Vous avez procédé à une dématérialisation complète de votre activité : quelles difficultés avez-vous rencontrées, et quels bénéfices en retirez-vous actuellement ?
Nous sommes effectivement passés en moins d’un an d’un environnement 100% « papier » à un environnement complètement dématérialisé grâce à la création d’une plateforme de gestion numérisée des contentieux.
Ce projet a nécessité la récupération et le transfert, selon une nouvelle organisation définie par les juristes, d’un nombre incalculable de données et la numérisation d’un énorme volume de documents.

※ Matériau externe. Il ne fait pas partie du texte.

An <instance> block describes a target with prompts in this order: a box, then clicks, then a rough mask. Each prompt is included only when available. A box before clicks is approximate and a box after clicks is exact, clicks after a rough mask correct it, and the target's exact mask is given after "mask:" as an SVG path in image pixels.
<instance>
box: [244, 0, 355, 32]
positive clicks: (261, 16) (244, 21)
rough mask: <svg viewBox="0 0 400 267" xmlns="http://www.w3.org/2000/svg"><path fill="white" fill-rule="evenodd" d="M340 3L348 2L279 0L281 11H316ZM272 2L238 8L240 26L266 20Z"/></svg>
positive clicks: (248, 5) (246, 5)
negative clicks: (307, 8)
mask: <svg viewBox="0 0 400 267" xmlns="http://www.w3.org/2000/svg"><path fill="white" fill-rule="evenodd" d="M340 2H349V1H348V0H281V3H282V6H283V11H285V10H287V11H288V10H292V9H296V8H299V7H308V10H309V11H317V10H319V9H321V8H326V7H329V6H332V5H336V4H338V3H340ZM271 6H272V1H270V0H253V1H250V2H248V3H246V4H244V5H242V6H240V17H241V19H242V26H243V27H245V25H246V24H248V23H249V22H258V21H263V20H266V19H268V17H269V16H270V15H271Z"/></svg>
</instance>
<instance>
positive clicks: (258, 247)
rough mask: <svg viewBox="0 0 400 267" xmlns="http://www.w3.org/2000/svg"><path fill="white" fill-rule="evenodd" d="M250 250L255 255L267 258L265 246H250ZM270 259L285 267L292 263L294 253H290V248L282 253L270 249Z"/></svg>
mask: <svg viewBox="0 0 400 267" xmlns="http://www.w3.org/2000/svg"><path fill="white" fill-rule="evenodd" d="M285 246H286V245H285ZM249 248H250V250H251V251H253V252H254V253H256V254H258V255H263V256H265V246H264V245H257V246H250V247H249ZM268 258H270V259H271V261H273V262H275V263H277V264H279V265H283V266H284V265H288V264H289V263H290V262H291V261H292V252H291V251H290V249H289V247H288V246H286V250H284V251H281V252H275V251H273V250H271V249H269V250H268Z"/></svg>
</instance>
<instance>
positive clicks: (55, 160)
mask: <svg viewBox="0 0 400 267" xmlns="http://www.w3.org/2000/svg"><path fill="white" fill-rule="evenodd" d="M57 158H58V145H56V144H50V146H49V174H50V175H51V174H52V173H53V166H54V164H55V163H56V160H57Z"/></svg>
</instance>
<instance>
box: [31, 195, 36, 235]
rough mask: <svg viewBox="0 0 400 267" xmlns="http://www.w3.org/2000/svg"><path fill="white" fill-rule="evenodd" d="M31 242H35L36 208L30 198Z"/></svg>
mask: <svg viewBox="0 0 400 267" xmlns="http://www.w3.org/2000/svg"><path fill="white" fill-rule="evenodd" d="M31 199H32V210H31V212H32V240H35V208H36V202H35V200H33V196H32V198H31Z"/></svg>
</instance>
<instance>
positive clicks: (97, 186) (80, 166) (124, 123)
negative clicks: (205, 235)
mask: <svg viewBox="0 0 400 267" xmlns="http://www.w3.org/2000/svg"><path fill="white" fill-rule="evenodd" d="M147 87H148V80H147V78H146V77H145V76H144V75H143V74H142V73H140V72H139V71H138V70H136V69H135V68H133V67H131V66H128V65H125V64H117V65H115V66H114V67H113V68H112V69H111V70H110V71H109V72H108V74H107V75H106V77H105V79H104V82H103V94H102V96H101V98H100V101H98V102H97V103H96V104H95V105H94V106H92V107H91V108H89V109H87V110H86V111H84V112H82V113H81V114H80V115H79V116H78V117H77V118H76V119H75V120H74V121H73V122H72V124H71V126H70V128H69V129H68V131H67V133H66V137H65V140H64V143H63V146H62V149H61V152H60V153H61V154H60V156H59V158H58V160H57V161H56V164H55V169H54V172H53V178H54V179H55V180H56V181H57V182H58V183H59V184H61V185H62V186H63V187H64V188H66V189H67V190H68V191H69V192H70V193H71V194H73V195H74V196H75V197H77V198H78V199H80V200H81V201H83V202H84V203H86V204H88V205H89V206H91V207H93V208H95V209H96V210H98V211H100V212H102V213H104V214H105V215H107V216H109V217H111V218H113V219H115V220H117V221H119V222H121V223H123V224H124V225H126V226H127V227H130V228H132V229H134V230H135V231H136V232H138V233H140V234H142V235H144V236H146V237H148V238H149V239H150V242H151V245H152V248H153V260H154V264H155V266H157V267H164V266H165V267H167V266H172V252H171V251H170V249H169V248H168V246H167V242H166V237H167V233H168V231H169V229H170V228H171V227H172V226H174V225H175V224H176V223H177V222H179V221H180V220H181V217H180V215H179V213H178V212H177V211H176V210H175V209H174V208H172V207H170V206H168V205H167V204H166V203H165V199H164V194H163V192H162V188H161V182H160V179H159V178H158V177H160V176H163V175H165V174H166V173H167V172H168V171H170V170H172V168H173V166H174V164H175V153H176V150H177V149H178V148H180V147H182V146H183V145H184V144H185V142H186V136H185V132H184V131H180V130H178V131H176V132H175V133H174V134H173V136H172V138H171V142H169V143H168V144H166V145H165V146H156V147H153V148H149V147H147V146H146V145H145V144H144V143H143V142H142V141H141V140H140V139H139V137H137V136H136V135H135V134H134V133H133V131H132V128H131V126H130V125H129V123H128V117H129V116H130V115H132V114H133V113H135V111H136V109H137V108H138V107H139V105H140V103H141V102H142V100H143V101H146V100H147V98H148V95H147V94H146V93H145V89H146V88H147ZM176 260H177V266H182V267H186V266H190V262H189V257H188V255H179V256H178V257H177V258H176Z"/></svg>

Compte tenu de l’ampleur de ce chantier, l’une des principales difficultés fut de réussir à dégager le temps nécessaire à la concrétisation de ce projet et au respect des délais que nous nous étions fixés. Toute l’équipe a donc collaboré au projet, ce qui nous a permis également, en confrontant nos points de vue, de nous assurer mutuellement de l’adhésion de tous à ce véritable changement de méthode de travail.
S’agissant plus particulièrement de la création de notre plateforme de gestion numérisée, nous avons dû dès le départ être très vigilants sur la détermination de nos besoins, pour éviter de se disperser dans des fonctionnalités a priori séduisantes mais finalement peu utiles. Dans le même ordre d’idées, il a également fallu réussir à faire en sorte que des intervenants de métiers très différents (juridique, informatique…) arrivent à se comprendre rapidement. Sur ce point, les juristes ont parfaitement réussi à vulgariser leur activité pour faire comprendre leur besoin, tirer un réel profit de l’expertise de ces développeurs et éviter certains écueils.
Cette transformation a permis à l’équipe (composée de jeunes collaborateurs) d’être plus agile, de supprimer les tâches à faible valeur ajoutée et de développer une part de télétravail.
Mais surtout, le temps précieux libéré par cette nouvelle façon de travailler nous a permis de nous investir dans la création d’un dispositif interne de médiation juridique qui a profondément modifié le rôle du juriste en contentieux social.
Comment se déroule la procédure de médiation que vous avez mise en place dans votre entreprise ? Quels sont les premiers résultats ?
Dans le cadre du plan stratégique RH de l’entreprise l’Expérience salarié qui, par une démarche constante de progrès, vise à repositionner le salarié au cœur des attentions, la Direction Juridique Social a imaginé un dispositif de médiation conventionnelle des contentieux sociaux.
C’est un dispositif qui permet à tous les salariés d’Air France qui estiment rencontrer une difficulté juridique à l’occasion de l’exécution ou de la rupture de leur contrat de travail d’obtenir rapidement et gratuitement une solution à leur différend en s’appuyant sur l’intervention d’un tiers, le médiateur, choisi par le salarié sur une liste de 6 médiateurs expérimentés.
Son fonctionnement est régi par une Charte de la Médiation et repose sur le volontariat des parties, la possibilité d’y mettre fin à tout moment, la confidentialité et la gratuité pour le salarié.
Les salariés expriment très facilement leur demande de médiation sur l’Intranet de l’entreprise. Celles-ci sont examinées par les juristes de la Direction Juridique Social qui y répondent, en liaison avec le réseau RH.
Les réunions de médiation se déroulent dans un endroit dédié, propice à la communication et à la confidentialité des échanges.
Ce dialogue direct entre le collaborateur et l’entreprise permet de résoudre rapidement les conflits et favorise l’émergence de solutions parfois très originales.
Beaucoup d’accords ont d’ores et déjà été trouvés dans le cadre de ce dispositif et ces solutions, choisies et partagées, ont été déterminantes dans la restauration de la qualité de la relation de travail.
Ceci est un facteur clé dans une industrie de service où le produit est fabriqué devant le client.
Comment les différents volets de votre innovation ont redéfini le rôle des juristes de votre département ?
A travers cette double innovation – dématérialisation et médiation juridique – la Direction Juridique Social d’Air France a participé à un changement en profondeur du rôle du juriste : expert agile, il n’est plus seulement le dernier recours dans la gestion des différends juridiques, il devient un acteur à part entière de la fonction RH, en contribuant à restaurer la qualité de la relation de travail.